Post by TNT Editorial Board / The News Tribune on Sep. 3, 2012 at 2:57 pm |
August 31, 2012 5:59 pm

This editorial will appear in Tuesday’s print edition.

The Taylor Bridge fire that scorched more than 36 square miles east of Cle Elum and destroyed 61 homes has been contained. But the state isn’t out of the fire danger woods by any stretch.

While that fire likely was caused by a construction crew, it burned out of control due in large part to dry conditions. Those conditions are present in other parts of the state, but some counties are facing another problem on top of that: insect infestation.

The state Department of Natural Resources has identified at least four areas –  more than 1 million acres in Okanogan, Ferry, Klickitat and Yakima counties – where infestation of such bugs as mountain pine beetle and western spruce budworm poses a serious threat to forest health. Trees weakened by insects are more vulnerable to fire than healthy ones.

Most of the land deemed at-risk is public – including national forest and state DNR trust land – but about 200,000 of the acres are in private hands.

Those landowners should take advantage of the state’s offer of a professional forester’s services to assess their risk and identify action that needs to be taken, including thinning and harvesting.
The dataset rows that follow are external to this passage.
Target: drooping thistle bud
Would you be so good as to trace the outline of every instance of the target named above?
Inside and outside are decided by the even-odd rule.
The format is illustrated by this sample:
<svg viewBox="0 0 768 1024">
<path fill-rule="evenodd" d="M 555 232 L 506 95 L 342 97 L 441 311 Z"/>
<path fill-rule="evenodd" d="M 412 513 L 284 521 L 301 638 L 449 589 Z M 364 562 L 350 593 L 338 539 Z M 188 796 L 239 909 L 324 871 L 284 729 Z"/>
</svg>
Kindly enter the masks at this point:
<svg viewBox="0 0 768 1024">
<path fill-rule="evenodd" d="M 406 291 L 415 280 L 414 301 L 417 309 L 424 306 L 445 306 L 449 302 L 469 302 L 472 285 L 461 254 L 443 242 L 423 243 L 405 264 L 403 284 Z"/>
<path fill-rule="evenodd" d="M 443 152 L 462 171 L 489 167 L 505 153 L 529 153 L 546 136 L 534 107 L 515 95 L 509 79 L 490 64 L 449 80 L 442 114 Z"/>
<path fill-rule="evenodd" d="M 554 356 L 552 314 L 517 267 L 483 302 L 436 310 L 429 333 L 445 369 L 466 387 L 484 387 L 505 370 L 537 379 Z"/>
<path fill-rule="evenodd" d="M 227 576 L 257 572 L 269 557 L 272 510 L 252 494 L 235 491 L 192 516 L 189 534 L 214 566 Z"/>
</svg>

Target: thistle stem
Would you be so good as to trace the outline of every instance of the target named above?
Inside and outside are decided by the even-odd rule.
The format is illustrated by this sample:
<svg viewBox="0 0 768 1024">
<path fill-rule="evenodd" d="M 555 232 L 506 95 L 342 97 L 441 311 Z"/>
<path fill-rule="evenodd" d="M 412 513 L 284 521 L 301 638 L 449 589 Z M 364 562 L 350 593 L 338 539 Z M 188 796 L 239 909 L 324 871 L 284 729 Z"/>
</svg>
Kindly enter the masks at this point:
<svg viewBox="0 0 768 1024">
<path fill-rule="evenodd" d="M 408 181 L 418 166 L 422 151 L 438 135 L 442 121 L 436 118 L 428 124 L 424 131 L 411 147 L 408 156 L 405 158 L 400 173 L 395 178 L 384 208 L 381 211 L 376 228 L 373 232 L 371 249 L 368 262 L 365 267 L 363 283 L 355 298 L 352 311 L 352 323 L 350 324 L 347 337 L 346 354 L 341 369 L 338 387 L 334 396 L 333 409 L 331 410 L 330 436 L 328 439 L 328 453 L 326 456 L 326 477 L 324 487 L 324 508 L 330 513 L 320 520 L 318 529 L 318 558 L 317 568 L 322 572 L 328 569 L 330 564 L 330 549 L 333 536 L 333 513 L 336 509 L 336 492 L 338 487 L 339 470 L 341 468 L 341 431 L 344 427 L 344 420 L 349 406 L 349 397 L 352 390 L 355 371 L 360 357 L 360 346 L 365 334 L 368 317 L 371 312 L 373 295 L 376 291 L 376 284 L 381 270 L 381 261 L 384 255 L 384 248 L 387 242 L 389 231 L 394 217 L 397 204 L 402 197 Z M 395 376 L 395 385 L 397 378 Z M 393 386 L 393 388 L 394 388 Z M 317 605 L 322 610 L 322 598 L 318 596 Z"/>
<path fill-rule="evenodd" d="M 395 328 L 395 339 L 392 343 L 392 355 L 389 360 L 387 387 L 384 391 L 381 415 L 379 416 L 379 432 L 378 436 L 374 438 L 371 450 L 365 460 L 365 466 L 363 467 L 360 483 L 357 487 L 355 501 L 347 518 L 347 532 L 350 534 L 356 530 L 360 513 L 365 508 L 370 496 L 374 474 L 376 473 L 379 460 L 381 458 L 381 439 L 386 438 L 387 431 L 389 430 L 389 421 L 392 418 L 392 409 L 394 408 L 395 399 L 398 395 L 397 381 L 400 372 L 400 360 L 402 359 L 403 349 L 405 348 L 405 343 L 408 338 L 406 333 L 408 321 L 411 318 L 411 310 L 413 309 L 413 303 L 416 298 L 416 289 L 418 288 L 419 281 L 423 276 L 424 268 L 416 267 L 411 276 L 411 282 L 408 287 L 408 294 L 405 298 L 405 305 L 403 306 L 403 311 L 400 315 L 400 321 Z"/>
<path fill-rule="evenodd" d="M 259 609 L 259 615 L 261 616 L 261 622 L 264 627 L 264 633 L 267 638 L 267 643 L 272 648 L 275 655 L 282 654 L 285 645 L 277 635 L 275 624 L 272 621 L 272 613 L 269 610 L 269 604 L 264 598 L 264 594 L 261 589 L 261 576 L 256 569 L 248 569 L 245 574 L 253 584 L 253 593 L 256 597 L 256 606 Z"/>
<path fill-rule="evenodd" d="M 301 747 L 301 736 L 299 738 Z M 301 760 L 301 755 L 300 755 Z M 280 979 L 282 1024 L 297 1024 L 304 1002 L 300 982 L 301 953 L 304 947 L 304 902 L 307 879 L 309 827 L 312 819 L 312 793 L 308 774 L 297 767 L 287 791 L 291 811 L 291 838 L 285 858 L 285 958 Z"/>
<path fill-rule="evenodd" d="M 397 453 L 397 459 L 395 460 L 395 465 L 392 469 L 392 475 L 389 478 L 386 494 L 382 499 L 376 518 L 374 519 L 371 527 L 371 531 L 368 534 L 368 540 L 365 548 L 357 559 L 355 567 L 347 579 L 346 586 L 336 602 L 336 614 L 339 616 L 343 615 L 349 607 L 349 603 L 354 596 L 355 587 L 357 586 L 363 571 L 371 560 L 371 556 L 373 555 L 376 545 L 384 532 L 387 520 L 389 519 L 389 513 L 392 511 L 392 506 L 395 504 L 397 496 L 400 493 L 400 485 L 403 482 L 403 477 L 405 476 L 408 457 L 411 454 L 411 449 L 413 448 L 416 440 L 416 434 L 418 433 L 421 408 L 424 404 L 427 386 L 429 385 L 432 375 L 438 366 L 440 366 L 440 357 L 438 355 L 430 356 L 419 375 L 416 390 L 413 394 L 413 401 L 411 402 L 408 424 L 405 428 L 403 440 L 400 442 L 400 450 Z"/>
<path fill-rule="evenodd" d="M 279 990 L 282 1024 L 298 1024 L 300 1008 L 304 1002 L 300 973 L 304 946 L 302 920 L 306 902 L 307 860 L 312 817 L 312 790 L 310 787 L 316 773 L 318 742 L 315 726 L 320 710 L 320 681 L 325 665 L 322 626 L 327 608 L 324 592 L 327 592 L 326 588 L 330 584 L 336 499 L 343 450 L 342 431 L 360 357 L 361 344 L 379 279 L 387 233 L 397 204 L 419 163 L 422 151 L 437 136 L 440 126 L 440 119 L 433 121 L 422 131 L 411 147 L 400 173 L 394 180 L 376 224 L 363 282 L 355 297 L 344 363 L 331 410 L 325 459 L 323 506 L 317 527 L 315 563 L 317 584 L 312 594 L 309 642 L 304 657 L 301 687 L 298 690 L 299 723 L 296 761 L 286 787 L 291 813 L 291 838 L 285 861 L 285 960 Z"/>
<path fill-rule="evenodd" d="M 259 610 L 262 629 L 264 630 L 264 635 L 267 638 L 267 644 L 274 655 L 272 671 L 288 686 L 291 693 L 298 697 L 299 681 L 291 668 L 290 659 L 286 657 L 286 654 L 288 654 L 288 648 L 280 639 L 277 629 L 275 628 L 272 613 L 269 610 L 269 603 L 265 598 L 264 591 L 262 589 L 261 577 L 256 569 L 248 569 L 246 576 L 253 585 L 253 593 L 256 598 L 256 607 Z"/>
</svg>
State and federal funds could be available to help them with that work.

The landowners’ participation is voluntary, but it’s to their benefit to take steps that would decrease risk of a catastrophic fire on their property.

Another strategy for improving the long-term health of the state’s forest is to increase its diversity. Many forests once dominated by insect-resistant Ponderosa pines are now predominantly Douglas fir, which aren’t as resistant. On top of that, a century of aggressive fire suppression has left forests dense and fuel-rich.

Thinning already weakened forests and planting more resistant trees are important tools in lowering the fire risk in years to come. Taking preventive steps now will have long-range benefits for landowners – and their neighbors.